Saturday, May 2, 2015

Losing

As some of you know, the Boy is rather intense.  This spring, he joined his middle school junior varsity soccer team.  The school is in its first year, and many of kids who are outstanding soccer players did not try out for the school team.  Other middle schools might four or five kids from elite teams.  The Boy's team has a few select players, at best.  In the first four games of the season, they have scored one goal.

The Boy was having a very hard time being one of the better players on his team and watching his team get crushed.  He seems okay if his team loses and he is a bench warmer: he knows it isn't his fault if better players than him lost the game.  If he plays poorly and the team loses, he often blames himself.

Two weeks ago, the Boy was playing defense, and the other team scored three times in about five minutes.  The Boy was visibly frustrated.  It didn't help that four players on the team were out because they forgot to turn in their grade sheets.  The coach pulled the Boy out of the game, and he was in tears.  He yelled at the coach, "I am NOT a center defender.  I am terrible at this position.  I can't play center D!"

I winced.  I hoped the coach didn't think my kid was an ass.

The next week, the Boy's team was getting shellacked.  They were down 0-4 at the beginning of the second half.  I worried the Boy would flip out again, but he didn't.  He kept playing without getting frustrated.  They lost the game 0-7.

After the game, the boys were off goofing around, shooting goals at one and other.  The Boy was smiling and laughing, something I have never seen after a 0-7 loss.  One of the moms and I approached the coach.  He asked if our kids were having fun.

"Tanner is having a blast!" she said.  The coach smiled.

"I am the Boy's mom," I said.  The coach pulled his head back slightly afraid.  "He is as serious as a heart attack."  The coach laughed.

"He got mad at me last week," he said.

"No," I replied.  "He was mad at himself.  I am so sorry he reacted that way."  I didn't explain that the Boy has been working on trying to keep his emotional reaction under control when he is trying his hardest and he feels like he is failing.

The coach seemed relieved that the Boy wasn't mad at him specifically.  People often forgive the Boy for being overwhelmed.  They see how much he cares and how hard he tries.   Nevertheless, it is hard to be around the Boy when things are falling apart.

When we were driving home, I asked the Boy about the game.

"When we were down 0-4, I knew we were going to lose.  I figured I might as well just keep playing."

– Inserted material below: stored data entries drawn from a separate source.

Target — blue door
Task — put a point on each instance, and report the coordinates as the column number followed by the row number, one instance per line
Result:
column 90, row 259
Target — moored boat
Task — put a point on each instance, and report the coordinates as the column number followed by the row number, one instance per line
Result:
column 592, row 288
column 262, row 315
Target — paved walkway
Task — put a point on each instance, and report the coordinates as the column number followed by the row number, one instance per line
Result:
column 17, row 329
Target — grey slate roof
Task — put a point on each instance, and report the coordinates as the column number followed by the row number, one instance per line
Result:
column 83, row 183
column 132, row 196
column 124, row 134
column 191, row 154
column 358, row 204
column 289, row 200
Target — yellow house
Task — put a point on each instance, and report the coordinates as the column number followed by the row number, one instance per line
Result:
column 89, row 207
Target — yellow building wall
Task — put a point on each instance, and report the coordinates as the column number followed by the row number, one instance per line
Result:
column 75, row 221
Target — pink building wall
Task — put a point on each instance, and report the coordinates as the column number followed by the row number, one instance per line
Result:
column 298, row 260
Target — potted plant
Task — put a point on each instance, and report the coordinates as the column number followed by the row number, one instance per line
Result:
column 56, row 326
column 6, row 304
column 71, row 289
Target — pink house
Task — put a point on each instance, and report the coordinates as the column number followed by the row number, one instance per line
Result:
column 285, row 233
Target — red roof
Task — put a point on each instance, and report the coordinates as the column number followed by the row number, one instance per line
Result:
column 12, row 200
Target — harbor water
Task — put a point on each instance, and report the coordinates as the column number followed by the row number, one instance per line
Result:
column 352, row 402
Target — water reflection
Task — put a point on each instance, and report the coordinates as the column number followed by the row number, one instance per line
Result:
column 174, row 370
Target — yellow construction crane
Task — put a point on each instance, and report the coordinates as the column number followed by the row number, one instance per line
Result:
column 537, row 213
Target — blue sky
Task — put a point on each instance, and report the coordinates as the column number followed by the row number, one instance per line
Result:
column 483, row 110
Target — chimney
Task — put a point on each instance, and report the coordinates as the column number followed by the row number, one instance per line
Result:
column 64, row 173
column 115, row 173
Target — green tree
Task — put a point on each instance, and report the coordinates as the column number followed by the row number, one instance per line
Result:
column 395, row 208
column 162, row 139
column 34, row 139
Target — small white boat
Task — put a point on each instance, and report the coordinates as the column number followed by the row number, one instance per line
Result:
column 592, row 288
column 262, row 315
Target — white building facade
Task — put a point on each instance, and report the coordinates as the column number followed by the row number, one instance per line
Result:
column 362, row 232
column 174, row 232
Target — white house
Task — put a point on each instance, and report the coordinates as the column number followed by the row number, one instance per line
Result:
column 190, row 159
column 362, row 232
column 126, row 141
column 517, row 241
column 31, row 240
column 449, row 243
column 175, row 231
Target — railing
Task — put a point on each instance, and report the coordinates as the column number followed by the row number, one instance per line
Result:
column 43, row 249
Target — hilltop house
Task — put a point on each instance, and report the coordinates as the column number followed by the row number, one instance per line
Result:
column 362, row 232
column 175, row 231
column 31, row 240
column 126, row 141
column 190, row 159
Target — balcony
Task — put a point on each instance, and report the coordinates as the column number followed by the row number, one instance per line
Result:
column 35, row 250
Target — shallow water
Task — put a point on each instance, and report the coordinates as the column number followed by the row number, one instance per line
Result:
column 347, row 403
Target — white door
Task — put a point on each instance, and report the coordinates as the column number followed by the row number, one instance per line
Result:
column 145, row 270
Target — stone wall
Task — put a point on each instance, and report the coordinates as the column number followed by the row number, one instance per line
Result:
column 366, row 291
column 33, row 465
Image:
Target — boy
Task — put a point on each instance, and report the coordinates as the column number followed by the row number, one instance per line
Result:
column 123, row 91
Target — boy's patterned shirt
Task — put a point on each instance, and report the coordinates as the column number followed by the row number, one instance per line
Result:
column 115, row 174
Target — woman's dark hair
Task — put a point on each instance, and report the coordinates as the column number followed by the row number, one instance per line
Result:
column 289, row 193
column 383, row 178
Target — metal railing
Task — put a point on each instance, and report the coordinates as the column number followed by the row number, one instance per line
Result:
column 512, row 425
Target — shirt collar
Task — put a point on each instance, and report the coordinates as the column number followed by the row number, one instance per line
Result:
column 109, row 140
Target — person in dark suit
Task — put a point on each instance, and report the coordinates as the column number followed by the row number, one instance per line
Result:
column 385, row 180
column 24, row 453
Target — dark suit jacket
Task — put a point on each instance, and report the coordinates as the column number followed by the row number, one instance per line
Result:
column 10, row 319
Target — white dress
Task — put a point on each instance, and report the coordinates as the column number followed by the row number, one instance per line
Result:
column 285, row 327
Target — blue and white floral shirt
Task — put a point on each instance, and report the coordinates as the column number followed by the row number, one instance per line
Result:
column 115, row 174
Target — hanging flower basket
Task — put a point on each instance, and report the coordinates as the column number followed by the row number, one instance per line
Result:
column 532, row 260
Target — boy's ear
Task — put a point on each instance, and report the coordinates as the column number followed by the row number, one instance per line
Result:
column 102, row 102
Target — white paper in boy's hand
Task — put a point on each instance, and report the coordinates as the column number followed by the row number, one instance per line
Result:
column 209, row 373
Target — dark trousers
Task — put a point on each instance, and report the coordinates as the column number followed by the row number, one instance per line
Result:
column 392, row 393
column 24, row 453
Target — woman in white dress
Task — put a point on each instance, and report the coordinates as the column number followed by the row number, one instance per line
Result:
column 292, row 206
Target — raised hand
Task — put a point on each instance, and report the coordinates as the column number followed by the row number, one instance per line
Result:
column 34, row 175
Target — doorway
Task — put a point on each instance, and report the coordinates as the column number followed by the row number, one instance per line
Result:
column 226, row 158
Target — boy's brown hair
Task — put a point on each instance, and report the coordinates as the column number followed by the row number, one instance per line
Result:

I was happy for the Boy.  He is learning to face loss and not take it personally.  Sometimes you go out and put your heart into what you are doing, and it doesn't work the way you planned.  At least your heart is still beating.  I hope this serves him well.  It will either make him a fierce but calm competitor like Bjorn Borg, or conversely member of the Chicago Cubs.  Either way, I am glad he is outgrowing his John McEnroe phase.